Because he does. Not every minute, but many times every day.

He is, in sum, a happy man.

I want to be like my dad.

Regrets

Parenting is many things. I just wish I knew how to make all of them easier.

I have found, however, that it’s easier on my children when I temper the regrets I feel about my own life and the choices I’ve made in it. I have many regrets. And I have finally learned that they color many of my interactions with my daughters, and rarely in a positive way.

I was a timid kid. By nature as well as circumstance. I tended to sit back and observe when faced with a new situation, and moving as my family did every three years in my formative years meant I was often in a new situation. I was also self-conscious about entering late into an activity, so even after I felt like I understood what was going on I was reluctant to engage. So I regularly sat apart and wished I could be a part of the action.

My daughters are reserved as well. Which was evident from their births. They are decidedly different in many respects, but in this area they are the same. They are shy on first meeting, like me. They are slow to jump in. We’ve moved just once though, when they were both very young, so I think perhaps their comfort with familiar friends and familiar places is higher than mine was at their ages..

Knowing how excluded I felt as a child, and knowing how sad that felt to me, I encouraged my daughters to throw themselves into new situations, to embrace change, to step forward at every opportunity. I did so with the best of intentions, trying to help them avoid the isolation I felt when I was their ages. But I fear all I did was add stress to their lives, which is, of course, just what kids these days need more of. I forgot the first – and really only – rule of successful parenting: love the child you have, not the child you want. Or, said specifically to me, love the child you have, not the child you were.
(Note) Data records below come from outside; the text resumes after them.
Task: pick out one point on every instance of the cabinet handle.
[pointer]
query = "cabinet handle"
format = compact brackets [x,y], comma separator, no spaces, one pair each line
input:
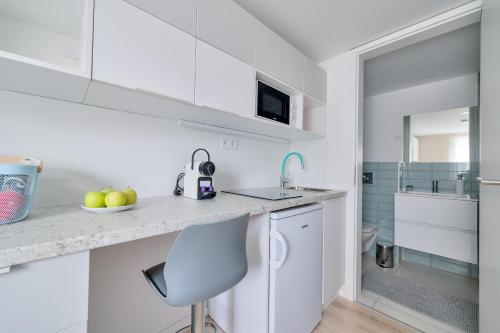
[487,182]
[4,270]
[160,95]
[279,237]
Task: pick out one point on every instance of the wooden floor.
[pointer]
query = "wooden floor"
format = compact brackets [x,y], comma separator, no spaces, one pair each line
[344,316]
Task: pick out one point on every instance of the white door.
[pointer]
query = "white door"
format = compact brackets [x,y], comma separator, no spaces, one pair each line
[489,208]
[179,13]
[278,58]
[295,283]
[136,50]
[223,82]
[224,24]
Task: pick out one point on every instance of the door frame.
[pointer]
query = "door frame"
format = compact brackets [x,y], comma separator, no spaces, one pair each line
[459,17]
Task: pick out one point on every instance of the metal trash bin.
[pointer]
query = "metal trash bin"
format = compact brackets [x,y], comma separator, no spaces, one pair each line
[385,254]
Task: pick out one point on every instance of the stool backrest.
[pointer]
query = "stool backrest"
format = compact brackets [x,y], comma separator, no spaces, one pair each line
[206,260]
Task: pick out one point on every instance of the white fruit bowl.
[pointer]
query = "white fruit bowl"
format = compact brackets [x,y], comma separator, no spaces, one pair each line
[107,210]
I did the same with sports and with musical instruments, insisting not just on their participation, but their dedication. We did let them choose their activities, but we also insisted that they have activities, their mother for her reasons, me in the hope they would engage more fully than I did with the world I so desperately wanted to be more a part of. But rather than let that be the end of it, rather than let them decide how much of each activity they’d bite off, I tried to force engagement. Which runs counter to my daughters’ natures. And mine too.

As adults, they both feel anxious at times, and I wonder how much of that is just their nature and how much I contributed to it with my prodding. They are also more accomplished than I was then, so how much of that is their nature and how much the result of my hectoring? I tend to give them credit for their achievements and take blame for their stress. If happiness is the goal of life – and I believe it is – both stress and accomplishment are important parts of the happiness equation. I hope I’ve balanced some of the stress I induced with some of the striving they’ve experienced. But I don’t really know, and I suspect they’ll never know either.